The most common cause of hypopharyngeal perforation is iatrogenic injury. It has a more favorable prognosis than perforation in closed neck trauma, where the tear is usually significantly longer and extends into the proximal esophagus.[5] Knowing the size and localization of the perforation is essential for proper treatment of the lesion. Most authors believe that the most appropriate behavior is primary closure of the defect but there are no strictly defined guidelines for the treatment of this type of trauma and the behavior depends mainly on the experience and judgment of the surgeon.[6, 7]

Hypopharyngeal perforation may be a rare complication of retropharyngeal abscess. A review of the literature found no reports similar to the present case and the incident was presented as a case report. Operative treatment is a mandatory component of complication management and contamination control.[8] Compliance with the general surgical rules for control of a septic focus as applied in this case, wide opening and drainage of the mediastinum and the interfascial neck space are sufficient as a series of interventions to completely cure the disease. Reconstructive techniques and attempts to close the perforation are not necessary at all cost.[9, 10]

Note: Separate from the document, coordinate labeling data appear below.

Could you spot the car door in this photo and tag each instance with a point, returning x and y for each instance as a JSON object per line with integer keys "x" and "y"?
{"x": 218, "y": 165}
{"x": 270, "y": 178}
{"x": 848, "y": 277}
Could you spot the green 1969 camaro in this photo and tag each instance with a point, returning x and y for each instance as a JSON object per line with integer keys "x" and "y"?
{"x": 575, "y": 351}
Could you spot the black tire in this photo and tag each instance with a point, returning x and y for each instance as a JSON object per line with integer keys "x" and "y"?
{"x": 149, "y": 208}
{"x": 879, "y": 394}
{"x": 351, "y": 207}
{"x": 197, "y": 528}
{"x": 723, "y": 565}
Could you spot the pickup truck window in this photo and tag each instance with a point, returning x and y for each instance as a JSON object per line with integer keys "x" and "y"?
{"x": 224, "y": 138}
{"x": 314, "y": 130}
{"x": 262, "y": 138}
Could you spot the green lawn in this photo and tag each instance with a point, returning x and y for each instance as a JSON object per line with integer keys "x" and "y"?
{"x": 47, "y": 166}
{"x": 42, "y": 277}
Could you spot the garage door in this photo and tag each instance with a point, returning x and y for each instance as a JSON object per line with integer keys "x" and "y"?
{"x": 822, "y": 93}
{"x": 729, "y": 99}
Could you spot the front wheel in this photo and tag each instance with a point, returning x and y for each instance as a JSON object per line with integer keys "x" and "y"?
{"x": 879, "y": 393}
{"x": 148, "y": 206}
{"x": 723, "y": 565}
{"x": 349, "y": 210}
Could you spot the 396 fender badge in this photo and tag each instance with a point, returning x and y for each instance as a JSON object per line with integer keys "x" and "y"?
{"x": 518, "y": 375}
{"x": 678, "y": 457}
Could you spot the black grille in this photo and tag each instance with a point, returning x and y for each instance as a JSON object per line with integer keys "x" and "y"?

Mediastinoscopy is an interventional procedure used primarily for diagnosing and stage the mediastinum in lung carcinoma.[11] The use of videomediastinoscopy for therapeutic purposes is rarely described and only in specific cases, but its use as a method for treating paratracheal and paraesophageal purulent collections is novel, and no similar applications of this procedure were discovered when reviewing the literature.[12] The formation of a fistula between the perforation opening and the incisional opening of the neck is a self-limiting phenomenon and spontaneous closure is observed in parallel with prolonged antibiotic therapy and does not require restriction of enteral nutrition.[13]

Conclusion

Perforation of the hypopharynx is an uncommon occurrence, accompanied by severe complications, including mediastinitis, phlegmon of the neck, and sepsis. A high level of clinical suspicion is imperative for timely diagnosis and treatment. Its occurrence can be of different etiology mainly related to trauma, ingestion of foreign bodies and iatrogenic interventions, but other rare causes such as complicated peritonsillar abscess can also be observed. The condition is occasionally challenging to diagnose, and its timely detection and prompt surgical intervention are of paramount importance for those affected.